When she was ready to apply for an internship at Disney, Knowlton reached out to the Georgia Tech Student Alumni Association to see if they could connect her with an alumni mentor who worked for Disney. Her mentor shared an internship opportunity for an industrial engineer in the costuming department — a dream come true for Knowlton, who is an avid ballroom dancer.
“Everyone knows that the Disney princesses have the biggest and best dresses,” she said with a smile. “I was doing data analytics, but I was doing it in an environment that I loved. I know the word ‘magical’ is always used when referring to Disney, but it truly was a magical experience.”
Knowlton believes that her faith helps guide her in everything she does. Given all that she’s accomplished in her five years at Georgia Tech, it’s no wonder that she was selected as the Institute’s representative for the prestigious USG Academic Recognition Day Award. And receiving this honor is especially meaningful for Knowlton.

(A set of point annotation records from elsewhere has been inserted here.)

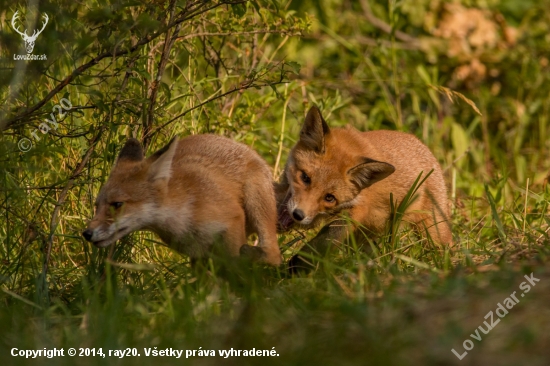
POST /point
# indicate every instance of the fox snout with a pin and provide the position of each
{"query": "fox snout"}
(87, 234)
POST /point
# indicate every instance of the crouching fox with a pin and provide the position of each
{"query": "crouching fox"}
(331, 171)
(190, 193)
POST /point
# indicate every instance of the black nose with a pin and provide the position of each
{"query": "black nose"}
(87, 234)
(298, 215)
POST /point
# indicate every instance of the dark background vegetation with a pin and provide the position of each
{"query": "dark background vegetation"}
(471, 79)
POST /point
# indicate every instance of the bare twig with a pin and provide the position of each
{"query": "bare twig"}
(153, 89)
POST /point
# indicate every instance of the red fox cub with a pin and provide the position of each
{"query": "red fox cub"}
(190, 193)
(331, 171)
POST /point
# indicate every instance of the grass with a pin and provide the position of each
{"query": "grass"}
(404, 302)
(407, 306)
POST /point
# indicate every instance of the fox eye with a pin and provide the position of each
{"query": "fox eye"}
(330, 198)
(116, 205)
(305, 178)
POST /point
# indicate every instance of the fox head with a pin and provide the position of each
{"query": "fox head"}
(324, 173)
(127, 200)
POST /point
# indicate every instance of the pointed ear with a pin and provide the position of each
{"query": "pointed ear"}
(314, 131)
(369, 172)
(131, 152)
(161, 161)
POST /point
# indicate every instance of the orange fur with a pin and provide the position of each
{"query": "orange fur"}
(351, 171)
(190, 193)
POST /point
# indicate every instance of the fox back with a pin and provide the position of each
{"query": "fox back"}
(190, 193)
(334, 170)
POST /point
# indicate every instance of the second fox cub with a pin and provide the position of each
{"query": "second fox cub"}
(330, 171)
(190, 193)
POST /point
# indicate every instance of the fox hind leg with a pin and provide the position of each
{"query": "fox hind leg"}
(261, 214)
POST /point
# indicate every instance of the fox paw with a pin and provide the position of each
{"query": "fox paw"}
(298, 264)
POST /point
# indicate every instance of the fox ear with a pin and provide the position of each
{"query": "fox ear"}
(314, 131)
(369, 172)
(132, 151)
(161, 161)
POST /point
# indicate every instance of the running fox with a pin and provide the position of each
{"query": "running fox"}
(190, 193)
(343, 170)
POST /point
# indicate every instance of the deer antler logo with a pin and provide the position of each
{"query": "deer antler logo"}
(29, 40)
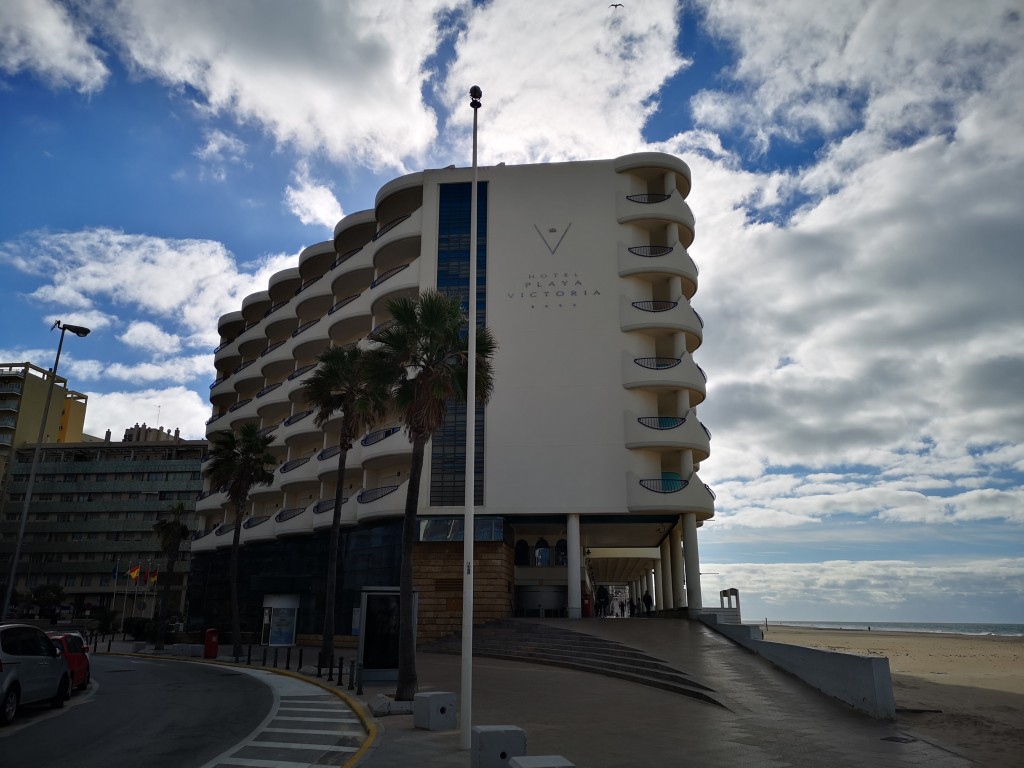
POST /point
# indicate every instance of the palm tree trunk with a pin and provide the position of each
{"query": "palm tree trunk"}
(327, 649)
(408, 681)
(164, 599)
(236, 616)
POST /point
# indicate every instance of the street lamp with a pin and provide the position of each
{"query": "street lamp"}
(468, 535)
(81, 332)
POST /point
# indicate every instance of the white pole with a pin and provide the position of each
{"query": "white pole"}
(468, 534)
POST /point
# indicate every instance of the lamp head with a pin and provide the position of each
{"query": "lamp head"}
(77, 330)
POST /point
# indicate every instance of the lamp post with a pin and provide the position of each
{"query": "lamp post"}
(468, 535)
(78, 331)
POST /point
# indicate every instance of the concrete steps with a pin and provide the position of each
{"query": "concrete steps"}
(539, 643)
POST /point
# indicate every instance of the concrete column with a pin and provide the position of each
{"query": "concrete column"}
(676, 549)
(692, 561)
(669, 602)
(656, 593)
(572, 551)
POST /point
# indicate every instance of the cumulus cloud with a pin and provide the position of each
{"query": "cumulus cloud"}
(344, 78)
(41, 37)
(311, 201)
(178, 408)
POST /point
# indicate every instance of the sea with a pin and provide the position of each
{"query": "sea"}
(1004, 630)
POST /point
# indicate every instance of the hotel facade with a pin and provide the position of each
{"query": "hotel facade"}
(588, 453)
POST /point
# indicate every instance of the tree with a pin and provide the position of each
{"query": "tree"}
(238, 462)
(172, 532)
(339, 386)
(422, 358)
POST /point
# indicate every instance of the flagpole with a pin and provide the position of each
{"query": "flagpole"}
(468, 534)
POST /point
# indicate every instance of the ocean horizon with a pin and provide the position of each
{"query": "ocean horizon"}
(964, 628)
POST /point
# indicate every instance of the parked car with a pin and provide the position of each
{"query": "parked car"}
(73, 646)
(32, 670)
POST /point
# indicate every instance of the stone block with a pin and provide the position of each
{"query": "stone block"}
(434, 711)
(540, 761)
(495, 745)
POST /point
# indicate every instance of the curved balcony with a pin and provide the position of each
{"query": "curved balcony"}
(666, 433)
(400, 196)
(282, 285)
(315, 260)
(248, 378)
(294, 521)
(669, 495)
(242, 412)
(351, 321)
(255, 305)
(665, 373)
(652, 211)
(300, 423)
(229, 326)
(386, 501)
(651, 167)
(402, 280)
(662, 316)
(384, 445)
(324, 513)
(276, 359)
(313, 298)
(654, 261)
(354, 230)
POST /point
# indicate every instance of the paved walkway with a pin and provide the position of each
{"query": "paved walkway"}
(770, 719)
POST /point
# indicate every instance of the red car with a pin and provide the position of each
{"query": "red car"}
(77, 653)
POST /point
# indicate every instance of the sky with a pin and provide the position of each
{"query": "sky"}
(858, 179)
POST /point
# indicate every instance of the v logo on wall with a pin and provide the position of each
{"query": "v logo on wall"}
(551, 237)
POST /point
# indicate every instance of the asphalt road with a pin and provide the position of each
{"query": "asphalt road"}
(142, 712)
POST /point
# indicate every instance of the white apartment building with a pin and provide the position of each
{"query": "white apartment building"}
(587, 455)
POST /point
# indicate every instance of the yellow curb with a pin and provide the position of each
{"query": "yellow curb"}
(353, 704)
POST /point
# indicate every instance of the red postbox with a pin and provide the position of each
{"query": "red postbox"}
(210, 644)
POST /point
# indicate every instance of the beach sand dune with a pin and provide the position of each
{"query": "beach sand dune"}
(965, 692)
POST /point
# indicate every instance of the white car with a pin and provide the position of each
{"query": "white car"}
(32, 670)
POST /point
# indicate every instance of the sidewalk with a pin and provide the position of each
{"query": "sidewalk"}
(769, 719)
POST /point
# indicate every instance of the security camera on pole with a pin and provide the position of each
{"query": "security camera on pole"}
(468, 535)
(12, 578)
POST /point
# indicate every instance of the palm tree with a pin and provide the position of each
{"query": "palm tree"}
(171, 531)
(422, 358)
(338, 385)
(238, 462)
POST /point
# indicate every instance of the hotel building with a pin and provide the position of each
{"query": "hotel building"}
(587, 455)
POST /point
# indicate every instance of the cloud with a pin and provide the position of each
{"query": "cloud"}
(312, 202)
(41, 37)
(560, 81)
(342, 78)
(178, 408)
(147, 336)
(961, 590)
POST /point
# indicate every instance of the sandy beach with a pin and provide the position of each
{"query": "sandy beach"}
(963, 691)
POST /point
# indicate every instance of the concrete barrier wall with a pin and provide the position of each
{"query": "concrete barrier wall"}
(862, 682)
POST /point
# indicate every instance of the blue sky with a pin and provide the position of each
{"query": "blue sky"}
(857, 182)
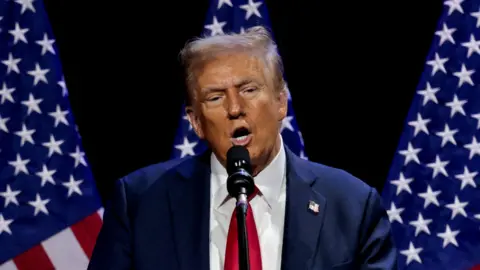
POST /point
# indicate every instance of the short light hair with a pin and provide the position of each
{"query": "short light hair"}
(256, 40)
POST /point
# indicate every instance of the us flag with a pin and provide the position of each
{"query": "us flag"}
(226, 16)
(433, 192)
(50, 212)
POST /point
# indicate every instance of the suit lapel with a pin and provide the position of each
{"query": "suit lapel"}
(302, 224)
(190, 203)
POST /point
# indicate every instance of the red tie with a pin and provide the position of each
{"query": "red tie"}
(231, 253)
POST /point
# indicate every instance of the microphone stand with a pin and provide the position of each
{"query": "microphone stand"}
(241, 207)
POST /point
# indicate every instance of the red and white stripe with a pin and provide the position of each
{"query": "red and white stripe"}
(69, 249)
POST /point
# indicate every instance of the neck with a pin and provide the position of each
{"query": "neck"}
(263, 161)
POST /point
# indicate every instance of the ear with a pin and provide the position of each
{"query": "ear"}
(283, 104)
(194, 121)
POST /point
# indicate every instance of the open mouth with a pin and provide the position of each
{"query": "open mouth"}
(241, 136)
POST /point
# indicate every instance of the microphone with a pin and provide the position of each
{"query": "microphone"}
(240, 183)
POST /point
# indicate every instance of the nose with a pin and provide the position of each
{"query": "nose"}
(235, 105)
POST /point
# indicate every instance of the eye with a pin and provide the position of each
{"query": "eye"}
(250, 90)
(213, 98)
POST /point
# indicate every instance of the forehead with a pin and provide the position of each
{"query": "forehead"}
(229, 69)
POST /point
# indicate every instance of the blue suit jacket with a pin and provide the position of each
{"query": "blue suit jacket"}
(158, 219)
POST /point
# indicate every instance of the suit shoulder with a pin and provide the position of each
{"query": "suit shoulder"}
(339, 182)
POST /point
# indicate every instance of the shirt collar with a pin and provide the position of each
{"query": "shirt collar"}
(269, 181)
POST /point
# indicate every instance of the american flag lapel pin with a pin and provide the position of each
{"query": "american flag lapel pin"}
(313, 207)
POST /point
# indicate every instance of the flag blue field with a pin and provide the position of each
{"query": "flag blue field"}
(432, 194)
(50, 212)
(235, 16)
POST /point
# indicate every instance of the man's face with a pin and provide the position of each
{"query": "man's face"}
(235, 103)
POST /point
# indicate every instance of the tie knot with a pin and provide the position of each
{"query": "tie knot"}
(254, 193)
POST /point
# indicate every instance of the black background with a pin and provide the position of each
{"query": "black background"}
(352, 69)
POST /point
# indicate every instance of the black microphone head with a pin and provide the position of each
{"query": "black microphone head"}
(239, 171)
(238, 158)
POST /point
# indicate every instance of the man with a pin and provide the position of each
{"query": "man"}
(177, 214)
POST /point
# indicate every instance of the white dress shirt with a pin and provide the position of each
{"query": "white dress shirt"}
(268, 210)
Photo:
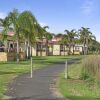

“Being selected for this award is very personal to me. I have always felt at home at Georgia Tech,” she said. “I truly believe that this is where I am supposed to be. Being selected as the Institute’s honoree feels like confirmation that I belong here.”
Academic Recognition Day honorees receive a resolution from the Georgia House of Representatives along with a letter of commendation from USG Chancellor. In previous years, the students were recognized in person at either at a meeting of the state legislature or a Board of Regents meeting. However, this year due to the Covid-19 pandemic, the event will likely be held virtually.
Knowlton authored a student essay, "The Problem with Solutions," in the 2019 ISyE alumni magazine.